Several aspects of the constraint-based verification of floating-point programs remain, however, open problems, both from a theoretical and a practical perspective. As we showed throughout the paper, the filtering algorithms we presented are not optimal, i.e., they may not yield the tightest possible intervals containing all solutions to the constraint system. They must be interleaved with the filtering algorithms of [5], and they may require multiple passes before reaching the maximum degree of variable-domain pruning they are capable of. Therefore, the next possible advance in this direction would be conceiving optimal filtering algorithms, that reduce variable domains to intervals as tight as possible with a single application. This has been achieved in [21], but only for addition.

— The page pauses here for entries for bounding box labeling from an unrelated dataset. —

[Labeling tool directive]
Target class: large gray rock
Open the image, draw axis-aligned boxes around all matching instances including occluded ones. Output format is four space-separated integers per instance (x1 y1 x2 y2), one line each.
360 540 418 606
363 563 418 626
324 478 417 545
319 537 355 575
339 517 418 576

However, filtering algorithms only represent a significant, but to some extent limited, part of the constraint solving process. Indeed, even an optimally pruned interval may contain values that are not solutions to the constraint system, due to the possible non-linearity thereof. If the framework in use supports multi-intervals, this issue is dealt with by means of labeling techniques: when a constraint-solving process reaches quiescence, i.e., the application of filtering algorithms fails to prune variable domains any further, such intervals are split into two or more sub-intervals, and the process continues on each partition separately. In this context, the main issues are where to split intervals, and in how many parts. These issues are currently addressed with heuristic labeling strategies. Indeed, significant improvements to the constraint-propagation process could be achieved by investigating better labeling strategies. To this end, possible advancements would include the identification of objective criteria for the evaluation of labeling strategies on floating point-numbers, and the conception of labeling strategies tailored to the properties of constraint systems most commonly generated by numeric programs.

In conclusion, we believe the work presented in this paper can be an extensive reference for the readers interested in realizing applications for formal reasoning on floating-point computations, as well as a solid foundation for further improvements in the state of the art.